There is a profound implication to this tradeoff — the more confident your prediction, the fewer the predictions you make, mostly because you don’t have the range of data required for making a confident prediction for all your users.

Precision and Recall

Data scientists like to refer to these terms as ‘precision’ and ‘recall’. Precision defines how right you are about a prediction, and recall defines how many predictions you make. So, the higher the precision, the lesser the recall. In general, precision and recall both contribute to the accuracy of a ML model. The accuracy for any given model is constant. This means that we can graph the precision and recall tradeoff:

Precision and recall for two different algorithms generated by two different ML models — recall 1 = all data points are predicted with 50% precision with algorithm 1 and 60% precision in algorithm 2.

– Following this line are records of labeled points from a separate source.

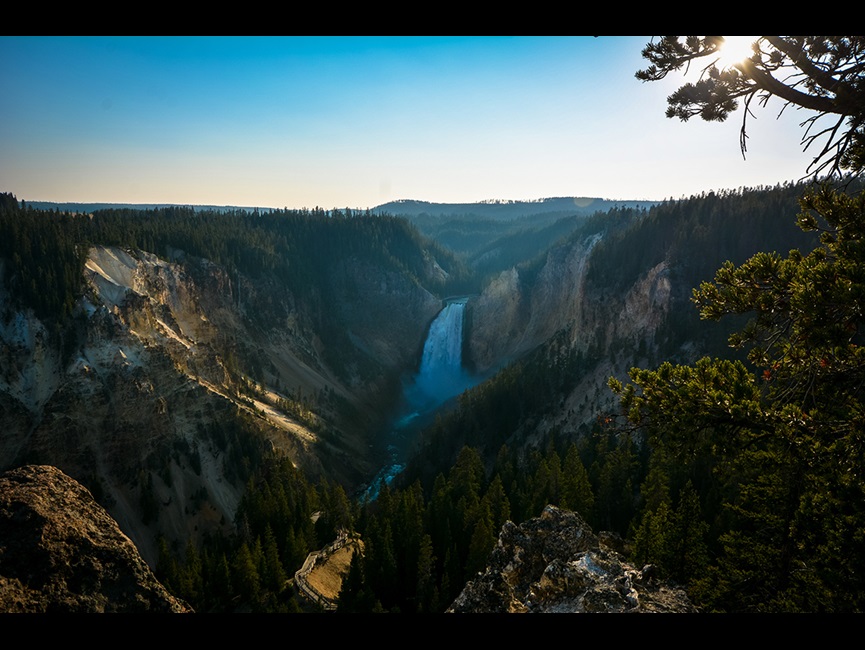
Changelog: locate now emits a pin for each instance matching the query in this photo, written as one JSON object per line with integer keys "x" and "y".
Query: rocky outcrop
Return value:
{"x": 555, "y": 563}
{"x": 60, "y": 551}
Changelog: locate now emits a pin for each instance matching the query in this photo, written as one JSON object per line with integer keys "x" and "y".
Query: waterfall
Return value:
{"x": 441, "y": 375}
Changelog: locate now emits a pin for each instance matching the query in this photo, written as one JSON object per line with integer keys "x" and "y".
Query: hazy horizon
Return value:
{"x": 360, "y": 121}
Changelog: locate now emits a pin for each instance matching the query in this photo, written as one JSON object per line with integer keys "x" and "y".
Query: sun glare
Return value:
{"x": 734, "y": 50}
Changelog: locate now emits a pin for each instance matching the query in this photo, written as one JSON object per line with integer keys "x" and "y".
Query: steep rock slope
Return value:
{"x": 556, "y": 564}
{"x": 168, "y": 368}
{"x": 61, "y": 552}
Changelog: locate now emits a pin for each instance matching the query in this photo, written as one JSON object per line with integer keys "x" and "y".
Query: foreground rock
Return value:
{"x": 554, "y": 563}
{"x": 61, "y": 552}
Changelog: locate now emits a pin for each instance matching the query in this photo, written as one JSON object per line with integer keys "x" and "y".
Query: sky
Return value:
{"x": 359, "y": 121}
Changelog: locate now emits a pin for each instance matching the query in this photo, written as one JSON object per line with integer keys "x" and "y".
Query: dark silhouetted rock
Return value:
{"x": 61, "y": 552}
{"x": 555, "y": 563}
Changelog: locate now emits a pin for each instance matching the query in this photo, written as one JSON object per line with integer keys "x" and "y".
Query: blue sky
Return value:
{"x": 335, "y": 122}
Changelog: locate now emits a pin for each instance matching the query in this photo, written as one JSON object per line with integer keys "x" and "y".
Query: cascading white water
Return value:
{"x": 441, "y": 374}
{"x": 440, "y": 377}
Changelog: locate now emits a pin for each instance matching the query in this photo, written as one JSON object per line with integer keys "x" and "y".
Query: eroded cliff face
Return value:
{"x": 513, "y": 316}
{"x": 142, "y": 398}
{"x": 557, "y": 307}
{"x": 61, "y": 552}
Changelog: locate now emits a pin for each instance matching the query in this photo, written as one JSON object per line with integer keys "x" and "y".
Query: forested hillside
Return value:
{"x": 707, "y": 502}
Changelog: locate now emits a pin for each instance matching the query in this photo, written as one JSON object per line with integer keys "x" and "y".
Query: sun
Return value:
{"x": 735, "y": 49}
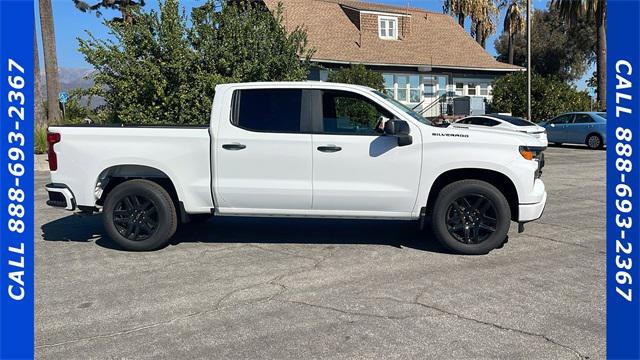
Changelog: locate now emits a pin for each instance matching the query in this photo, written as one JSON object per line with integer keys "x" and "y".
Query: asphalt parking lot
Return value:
{"x": 301, "y": 289}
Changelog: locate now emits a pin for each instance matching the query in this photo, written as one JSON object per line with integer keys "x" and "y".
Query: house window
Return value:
{"x": 414, "y": 88}
{"x": 388, "y": 27}
{"x": 404, "y": 88}
{"x": 471, "y": 89}
{"x": 402, "y": 82}
{"x": 389, "y": 85}
{"x": 459, "y": 89}
{"x": 434, "y": 85}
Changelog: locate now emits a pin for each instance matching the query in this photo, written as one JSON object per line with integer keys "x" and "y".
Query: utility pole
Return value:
{"x": 529, "y": 60}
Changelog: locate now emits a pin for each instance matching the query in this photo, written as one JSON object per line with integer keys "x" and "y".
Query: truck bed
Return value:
{"x": 88, "y": 154}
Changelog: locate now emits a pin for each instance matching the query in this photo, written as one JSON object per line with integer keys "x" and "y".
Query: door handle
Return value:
{"x": 329, "y": 148}
{"x": 234, "y": 146}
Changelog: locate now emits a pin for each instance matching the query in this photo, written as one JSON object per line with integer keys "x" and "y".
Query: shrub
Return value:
{"x": 549, "y": 96}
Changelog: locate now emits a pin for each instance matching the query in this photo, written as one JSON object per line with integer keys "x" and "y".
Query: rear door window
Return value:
{"x": 583, "y": 119}
{"x": 268, "y": 110}
{"x": 562, "y": 119}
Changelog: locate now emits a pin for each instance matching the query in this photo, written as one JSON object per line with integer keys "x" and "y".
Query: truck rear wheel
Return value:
{"x": 139, "y": 215}
{"x": 471, "y": 217}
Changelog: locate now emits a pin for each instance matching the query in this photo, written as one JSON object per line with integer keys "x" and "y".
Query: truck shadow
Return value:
{"x": 87, "y": 228}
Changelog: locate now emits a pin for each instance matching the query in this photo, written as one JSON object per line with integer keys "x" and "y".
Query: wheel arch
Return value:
{"x": 115, "y": 175}
{"x": 501, "y": 181}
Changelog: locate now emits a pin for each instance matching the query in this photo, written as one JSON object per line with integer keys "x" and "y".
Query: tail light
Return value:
{"x": 52, "y": 138}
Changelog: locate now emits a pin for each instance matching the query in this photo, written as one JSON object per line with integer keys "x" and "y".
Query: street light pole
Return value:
{"x": 529, "y": 60}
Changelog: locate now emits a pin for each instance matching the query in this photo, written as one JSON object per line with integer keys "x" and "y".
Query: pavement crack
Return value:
{"x": 347, "y": 312}
{"x": 500, "y": 327}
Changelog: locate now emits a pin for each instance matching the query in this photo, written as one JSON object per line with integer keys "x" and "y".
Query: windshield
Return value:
{"x": 404, "y": 108}
{"x": 513, "y": 120}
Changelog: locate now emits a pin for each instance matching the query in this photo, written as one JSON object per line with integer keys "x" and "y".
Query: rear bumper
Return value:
{"x": 531, "y": 212}
{"x": 60, "y": 196}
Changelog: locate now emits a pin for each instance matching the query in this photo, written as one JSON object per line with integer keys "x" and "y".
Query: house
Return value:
{"x": 422, "y": 55}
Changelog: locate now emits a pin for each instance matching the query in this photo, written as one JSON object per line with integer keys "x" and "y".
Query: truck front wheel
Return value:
{"x": 471, "y": 217}
{"x": 139, "y": 215}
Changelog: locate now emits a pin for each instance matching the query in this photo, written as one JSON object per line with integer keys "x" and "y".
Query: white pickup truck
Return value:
{"x": 303, "y": 149}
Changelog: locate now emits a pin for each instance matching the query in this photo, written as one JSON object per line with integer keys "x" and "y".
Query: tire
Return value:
{"x": 459, "y": 227}
{"x": 594, "y": 142}
{"x": 139, "y": 215}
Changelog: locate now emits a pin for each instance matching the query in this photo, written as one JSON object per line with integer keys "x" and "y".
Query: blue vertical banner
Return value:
{"x": 623, "y": 181}
{"x": 16, "y": 180}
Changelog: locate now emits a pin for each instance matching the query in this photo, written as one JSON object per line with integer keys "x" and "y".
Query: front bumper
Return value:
{"x": 60, "y": 196}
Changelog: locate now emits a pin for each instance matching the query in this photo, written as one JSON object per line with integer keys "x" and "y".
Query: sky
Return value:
{"x": 71, "y": 24}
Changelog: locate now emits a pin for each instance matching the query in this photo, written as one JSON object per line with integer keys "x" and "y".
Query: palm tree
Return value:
{"x": 124, "y": 6}
{"x": 484, "y": 15}
{"x": 39, "y": 116}
{"x": 514, "y": 23}
{"x": 50, "y": 60}
{"x": 459, "y": 8}
{"x": 596, "y": 10}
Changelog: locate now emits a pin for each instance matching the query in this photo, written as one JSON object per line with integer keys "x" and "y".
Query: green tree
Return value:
{"x": 549, "y": 97}
{"x": 126, "y": 8}
{"x": 458, "y": 8}
{"x": 595, "y": 11}
{"x": 556, "y": 49}
{"x": 163, "y": 67}
{"x": 358, "y": 74}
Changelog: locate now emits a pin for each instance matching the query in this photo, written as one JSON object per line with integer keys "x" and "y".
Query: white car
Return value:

Higher precisions give lower recall and lower precisions give higher recall as a rule of thumb. Bumping the model up from one accuracy to another yields a higher precision as well as a higher recall. A data scientist’s job is to generate a model with the highest possible accuracy. As a designer, however, you cannot change this accuracy, and must play with precision and recall.

The precision and recall you choose for your model have a profound impact on the kind of product you build. For our earlier example, if I set a precision of 99.9%, I will show only properties in Greece to all users whom the model predicts are likely to go to Greece. However, if I choose a 60% precision, I would merely highlight Greece as one possible option, while still allowing the user to navigate to other destinations. The more drastic a model’s predictions are, the more important it becomes to be mindful of this tradeoff. If I was predicting how likely it was for John Doe to cancel his booking to Greece, at a 100% precision, I would cancel his booking even before he asked me to do it. If I was 90% confident, I would notify him to confirm his travel plans.

Spam filters on your inbox are a great example of how the precision and recall tradeoff has been used for product design. Some emails are directly sent to your spam folder:

This happens when an ML model is very confident that the email is spam — a very high precision.

Some emails come with a note attached:

This message might be spam. This happens when the model is less confident — low precision.

Even with these two different precisions, the recall is not 100%, and there will be cases where no prediction is made. The designer gives you an out in these cases — ‘Report Spam’.

Quick replies are another example of a precision — recall tradeoff. The model is aware that a response is needed, and also the tone of the response. However, it is not precise enough to know exactly what reply is needed, and hence you can choose from three available options. It makes replying to messages easier. It also gives you an escape, in case the prediction is wrong — simply ignore the reply suggestions and type your own!

Booking.com’s recommender systems make extensive use of the precision-recall tradeoff.

Recommendations based on my recent searches for India
Based on my interests, around where I live
Based on my travel history

Important to keep in mind here — AI is a tool for solving user problems, and should be treated exclusively as such. There is no ‘AI first’ product — products should always be ‘user first’.